Outrora era uma atividade que movimentava muitos milhões. Agora, com a falta de água, o tratamento de pinhas e pinhões ameaça passar à história. As fábricas estão a fechar ao ritmo a que os furos de captação crescem sem aparente controlo.
A falta de água no denominado aquífero do Sado, uma das principais reservas subterrâneas que abastece os concelhos de Grândola e Alcácer do Sal, é responsável, nos últimos nove anos, por um decréscimo de, pelo menos, 70 por cento da produção de pinhas e pinhões. A denúncia é da Associação de Agricultores de Grândola, cujos responsáveis referem que os problemas existentes não se devem apenas às alterações climáticas e redução da pluviosidade, mas sobretudo à falta de fiscalização dos furos.
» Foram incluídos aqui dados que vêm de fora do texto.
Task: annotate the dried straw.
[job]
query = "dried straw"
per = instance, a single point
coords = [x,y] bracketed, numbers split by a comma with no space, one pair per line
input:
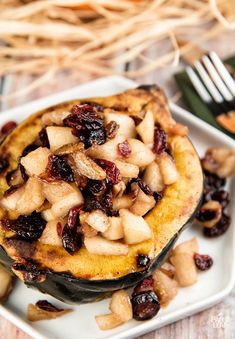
[44,37]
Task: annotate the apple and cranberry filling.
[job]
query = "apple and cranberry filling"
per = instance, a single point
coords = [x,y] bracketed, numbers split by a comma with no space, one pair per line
[89,179]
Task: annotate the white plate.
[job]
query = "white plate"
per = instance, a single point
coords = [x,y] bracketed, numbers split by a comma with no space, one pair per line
[212,286]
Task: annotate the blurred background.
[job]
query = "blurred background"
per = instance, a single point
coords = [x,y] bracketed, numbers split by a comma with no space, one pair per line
[50,45]
[47,46]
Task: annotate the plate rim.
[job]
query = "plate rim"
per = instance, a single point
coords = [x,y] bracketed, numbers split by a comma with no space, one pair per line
[174,315]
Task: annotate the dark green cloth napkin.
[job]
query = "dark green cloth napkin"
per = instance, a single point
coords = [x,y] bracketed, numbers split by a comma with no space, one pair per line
[194,102]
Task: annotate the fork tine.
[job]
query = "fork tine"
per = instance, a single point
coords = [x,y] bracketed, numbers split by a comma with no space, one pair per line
[208,82]
[216,78]
[198,85]
[225,75]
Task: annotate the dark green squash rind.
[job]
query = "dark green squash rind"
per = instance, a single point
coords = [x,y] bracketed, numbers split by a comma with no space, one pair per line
[66,288]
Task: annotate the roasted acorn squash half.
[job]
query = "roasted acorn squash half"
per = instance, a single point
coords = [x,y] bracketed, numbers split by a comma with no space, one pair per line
[85,277]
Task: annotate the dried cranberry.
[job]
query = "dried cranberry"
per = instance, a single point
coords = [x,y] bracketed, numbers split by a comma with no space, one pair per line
[59,169]
[206,215]
[111,129]
[46,306]
[3,164]
[59,229]
[98,107]
[219,228]
[143,260]
[28,227]
[137,120]
[112,172]
[160,141]
[28,149]
[203,261]
[222,197]
[145,305]
[213,181]
[143,286]
[8,127]
[92,203]
[44,138]
[157,196]
[71,240]
[108,201]
[87,124]
[73,217]
[124,149]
“Nos últimos oito ou nove anos a redução da produção de pinha e pinhão é de, pelo menos, 70 por cento. Se quisermos ter uma dimensão da crise neste setor, temos de ver quantas fábricas ligadas a esta atividade têm fechado. A última foi a de um grupo espanhol, que estava em Pegões. Assim que viram o caminho que este negócio está a levar, venderam e foram embora”, disse ao Semmais o presidente da Associação de Agricultores de Grândola, António Rocha.
O mesmo responsável associativo diz igualmente que a crise que está instalada no setor florestal da região, sobretudo no que se refere aos pinhais, tem feito com que muitos produtores estejam a mandar abater largas extensões de pinheiros mansos e bravos. “Os prejuízos são de milhões, muitos milhões. As extrações de água efetuadas nos últimos anos são, talvez, a principal causa deste problema que tantos danos está a causar à agricultura e silvicultura da região”, afirmou.
“Os concelhos de Grândola e Alcácer do Sal têm registado consumos brutais de água. Há cada vez mais hotéis e campos de golfe, que não paramde dizimar os aquíferos. Para agravar ainda mais a situação, entendemos que quem deveria controlar estes consumos não o faz”, diz o presidente da Associação de Agricultores de Grândola, acusando diretamente as entidades estatais que têm a incumbência de controlar a exploração dos furos existentes.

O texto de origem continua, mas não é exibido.